An ideal simple pendulum consists of a heavy point mass body suspended by a weightless, inextensible
and perfectly flexible string from rigid support about which it is free to oscillate.

  • The time period of oscillation of simple pendulum (T)-

When the bob is displaced to position B, through a small angle from the vertical as shown in the below figure.

   

Then Bob will perform SHM and its time period is given as

     T=2\pi \sqrt{\frac{l}{g}}

where 

m=mass of the bob 

l = length of pendulum 

g = acceleration due to gravity.

  • key points

1. The time period of a simple pendulum is independent of the mass of the bob.

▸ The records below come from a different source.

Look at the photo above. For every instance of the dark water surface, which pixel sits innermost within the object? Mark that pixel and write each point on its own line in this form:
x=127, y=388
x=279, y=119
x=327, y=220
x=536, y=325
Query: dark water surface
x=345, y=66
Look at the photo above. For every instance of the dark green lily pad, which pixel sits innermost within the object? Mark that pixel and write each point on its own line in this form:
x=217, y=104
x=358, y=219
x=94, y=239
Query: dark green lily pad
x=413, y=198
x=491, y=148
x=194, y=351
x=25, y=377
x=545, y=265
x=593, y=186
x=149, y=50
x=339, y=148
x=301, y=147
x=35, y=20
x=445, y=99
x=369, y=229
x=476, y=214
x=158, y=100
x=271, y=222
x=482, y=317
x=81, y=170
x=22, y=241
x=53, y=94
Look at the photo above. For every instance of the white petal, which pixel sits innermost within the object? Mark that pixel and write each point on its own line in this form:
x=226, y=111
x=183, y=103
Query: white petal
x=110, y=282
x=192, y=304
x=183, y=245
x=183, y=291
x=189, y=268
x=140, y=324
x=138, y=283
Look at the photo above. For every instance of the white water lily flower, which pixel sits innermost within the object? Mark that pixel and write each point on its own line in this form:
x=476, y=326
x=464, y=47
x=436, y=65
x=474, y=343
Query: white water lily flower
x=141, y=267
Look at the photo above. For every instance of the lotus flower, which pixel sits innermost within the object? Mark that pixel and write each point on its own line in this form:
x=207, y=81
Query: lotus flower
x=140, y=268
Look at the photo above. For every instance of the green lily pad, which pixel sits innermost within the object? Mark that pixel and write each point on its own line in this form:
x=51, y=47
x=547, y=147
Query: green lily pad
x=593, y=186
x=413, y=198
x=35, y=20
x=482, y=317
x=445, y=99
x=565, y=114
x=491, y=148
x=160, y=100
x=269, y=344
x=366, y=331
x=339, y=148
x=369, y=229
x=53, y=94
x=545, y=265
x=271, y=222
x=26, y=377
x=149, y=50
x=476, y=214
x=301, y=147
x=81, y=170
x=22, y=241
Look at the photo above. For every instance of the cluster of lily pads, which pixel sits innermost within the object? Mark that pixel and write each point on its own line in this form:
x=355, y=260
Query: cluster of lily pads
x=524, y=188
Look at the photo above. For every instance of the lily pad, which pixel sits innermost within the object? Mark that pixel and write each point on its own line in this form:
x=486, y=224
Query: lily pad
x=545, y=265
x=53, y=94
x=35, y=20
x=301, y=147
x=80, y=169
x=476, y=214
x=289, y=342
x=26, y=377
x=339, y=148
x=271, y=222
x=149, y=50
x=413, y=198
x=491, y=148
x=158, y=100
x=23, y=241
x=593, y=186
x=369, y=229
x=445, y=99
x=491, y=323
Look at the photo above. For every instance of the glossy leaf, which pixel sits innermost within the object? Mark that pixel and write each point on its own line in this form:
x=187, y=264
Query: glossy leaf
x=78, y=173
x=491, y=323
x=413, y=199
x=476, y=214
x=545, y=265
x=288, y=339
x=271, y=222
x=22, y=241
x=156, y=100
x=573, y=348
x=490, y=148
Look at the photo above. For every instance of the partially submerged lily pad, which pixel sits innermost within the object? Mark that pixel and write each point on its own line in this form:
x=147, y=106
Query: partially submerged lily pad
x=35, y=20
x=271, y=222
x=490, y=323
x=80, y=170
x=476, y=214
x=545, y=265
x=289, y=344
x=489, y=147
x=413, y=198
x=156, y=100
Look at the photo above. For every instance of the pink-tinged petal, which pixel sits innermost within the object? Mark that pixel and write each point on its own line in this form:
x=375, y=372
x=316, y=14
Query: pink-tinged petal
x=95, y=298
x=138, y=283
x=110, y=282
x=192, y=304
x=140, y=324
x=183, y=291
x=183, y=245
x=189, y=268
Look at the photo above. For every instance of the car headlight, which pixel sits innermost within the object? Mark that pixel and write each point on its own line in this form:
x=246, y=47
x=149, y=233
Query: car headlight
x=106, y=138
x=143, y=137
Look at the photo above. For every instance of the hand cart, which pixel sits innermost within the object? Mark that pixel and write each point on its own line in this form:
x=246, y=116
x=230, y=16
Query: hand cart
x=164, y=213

I.e If the solid bob is replaced by a hollow sphere of the same radius but different mass, the time period remains
unchanged.

2.   T \ \alpha \ \sqrt{l}
 where l is the distance between the point of suspension and center of mass of bob and is called effective length.

3. The period of a simple pendulum is independent of amplitude as long as its motion is simple harmonic.

 

           

Oscillation of Pendulum in different situations-part 1

Pendulum in a lift

1.The time period of a simple pendulum , If the lift is at rest or moving downward /upward with constant velocity.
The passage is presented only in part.